The illusions have to be recreated and re-instated, and within a space – alternative media, such reinstatements take the form of niche publications (mostly magazines), blogs, websites, films, documentaries and so on. The ‘alternative’ in the media seeks to be everything that the mainstream is not. It assumes to create a parallel ethical architecture which can accommodate the never-conceived or aborted stories of mainstream journalism. To Be. The Untold Preferred.

But there is a fundamental problem with such crusading counter-engagements. They don’t emerge and enlighten as an entity beyond the fragments of bleeding heart assortments. It has yet to shed its fetishes for simplistic monochromatic, ‘either this or that’ binaries.

Ironically, the alternative media space in this country has often fallen prey to the shortcomings which it seeks to juxtapose itself against. Resentment is not enough steam to run a counter-narrative, substance matters. But if you look at the print, web and visual space of alternative media in this country, one thing strikes you – the prism of looking at the world for what it is not, rather than looking at stories and situations for what they are.  It is an attitude which sticks and there is a reluctance to change it.

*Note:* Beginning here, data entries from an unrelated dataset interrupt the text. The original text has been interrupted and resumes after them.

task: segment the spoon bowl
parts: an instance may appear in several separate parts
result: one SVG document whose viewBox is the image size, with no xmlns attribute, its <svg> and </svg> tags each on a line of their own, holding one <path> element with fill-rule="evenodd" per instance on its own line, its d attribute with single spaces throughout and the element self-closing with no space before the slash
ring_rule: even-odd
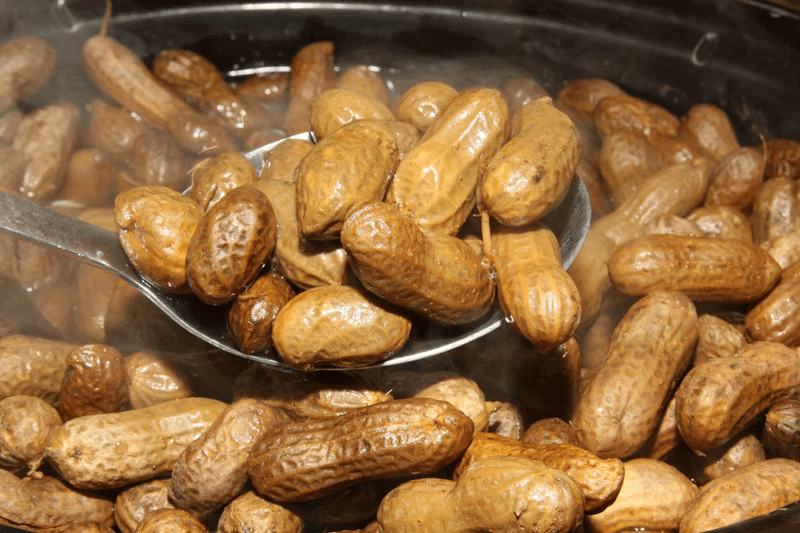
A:
<svg viewBox="0 0 800 533">
<path fill-rule="evenodd" d="M 287 138 L 314 140 L 309 133 Z M 256 172 L 260 172 L 263 165 L 261 154 L 284 140 L 252 150 L 245 157 L 256 167 Z M 590 218 L 589 194 L 583 182 L 575 177 L 565 198 L 542 221 L 558 238 L 565 268 L 572 263 L 583 244 Z M 3 191 L 0 191 L 0 232 L 61 250 L 77 260 L 119 276 L 176 324 L 220 350 L 270 367 L 296 370 L 284 364 L 272 352 L 241 352 L 226 331 L 227 307 L 207 305 L 192 294 L 170 294 L 142 279 L 125 255 L 116 233 Z M 417 321 L 404 348 L 372 366 L 400 365 L 442 354 L 496 330 L 504 321 L 505 317 L 497 305 L 483 319 L 463 326 L 436 326 Z"/>
</svg>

Reporting and critical commentary on untold stories, issues and the hinterland have rarely moved away from narratives offered by touring and cynical journalists based in metropolitan India.

Look at the latest issues of some citadels of alternative media and chances are that you may get cosmetic changes in terms of genre (you may expect long form and literary pieces) but not in terms of insightful and rigorous treatment of themes. The long form experiments with different genres, (The New Yorker being the obvious reference point) but this has not necessarily meant any qualitative shift in the nature of discourse. In fact, in the realm of alternative media, most publications, websites and documentaries have reinforced the ‘stereotypes of the periphery’ as they have lacked substantive engagement with the fringes. (Interestingly, this is a point well made by Mrinal Pande, a leading Hindi mainstream journalist of our times, in her latest work The Other Country). Alternative media in cyberspace is still in a gestation stage, with very few online avatars one can discuss.

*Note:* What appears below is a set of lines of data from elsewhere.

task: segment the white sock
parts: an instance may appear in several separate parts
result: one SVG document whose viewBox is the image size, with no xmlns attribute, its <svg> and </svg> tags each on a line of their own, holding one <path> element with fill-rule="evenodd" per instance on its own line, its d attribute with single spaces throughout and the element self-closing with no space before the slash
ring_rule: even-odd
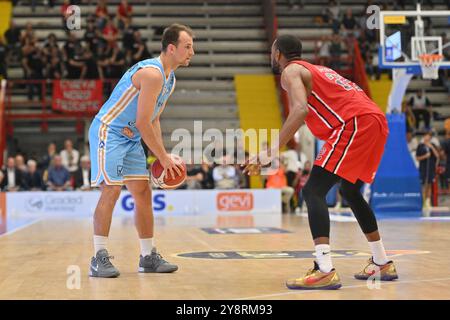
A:
<svg viewBox="0 0 450 320">
<path fill-rule="evenodd" d="M 329 244 L 316 245 L 316 261 L 319 265 L 320 271 L 328 273 L 333 269 L 331 263 L 331 250 Z"/>
<path fill-rule="evenodd" d="M 369 242 L 370 250 L 372 251 L 373 262 L 382 266 L 385 265 L 389 260 L 386 256 L 386 251 L 384 250 L 383 242 L 380 240 Z"/>
<path fill-rule="evenodd" d="M 151 255 L 153 249 L 153 238 L 139 239 L 139 241 L 141 243 L 141 255 L 143 257 Z"/>
<path fill-rule="evenodd" d="M 108 237 L 94 235 L 94 257 L 97 255 L 97 252 L 106 249 L 107 242 Z"/>
</svg>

The space for alternative discourse in India sees an influential and, to some extent, seminal presence of practitioners and publications of a different tribe. Some academic publications like Economic and Political Weekly (EPW) have for decades been setting the tone for an intellectual discourse for a niche but cult readership. Though operating in different spheres of engagement, the multi-dimensionality of perspectives offered by such publications can be a point of empirical journalistic enquiry for alternative media. Although, it is strongly recommended to switch on a ‘bias-filter’ while doing so.

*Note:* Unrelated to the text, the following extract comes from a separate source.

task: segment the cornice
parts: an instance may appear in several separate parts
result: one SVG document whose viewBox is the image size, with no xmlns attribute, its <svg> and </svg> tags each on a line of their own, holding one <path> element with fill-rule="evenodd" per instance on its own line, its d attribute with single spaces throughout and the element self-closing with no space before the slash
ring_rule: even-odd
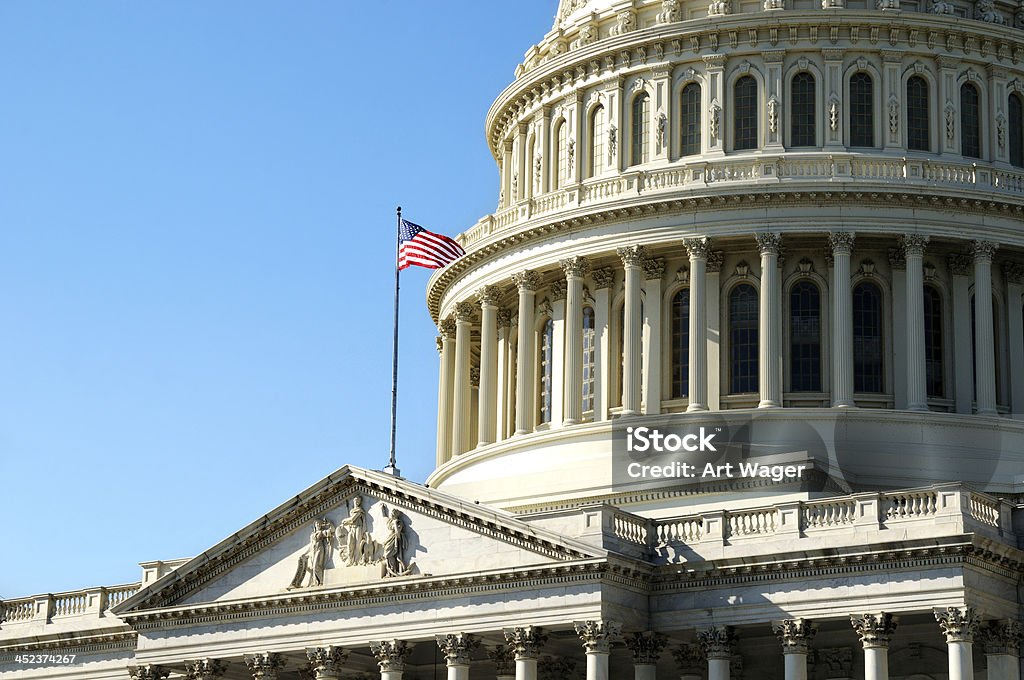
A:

A blind spot for the alternative media universe has been its failure to subject itself to the same yardsticks of critique that it has for mainstream media. These are almost Hegelian fault-lines, fault-lines which are being increasingly exposed. Which is not good news for a media universe seeking an identity of its own, a separate Alternative Media Universe. Especially when it considers itself morally or ethically above mainstream media.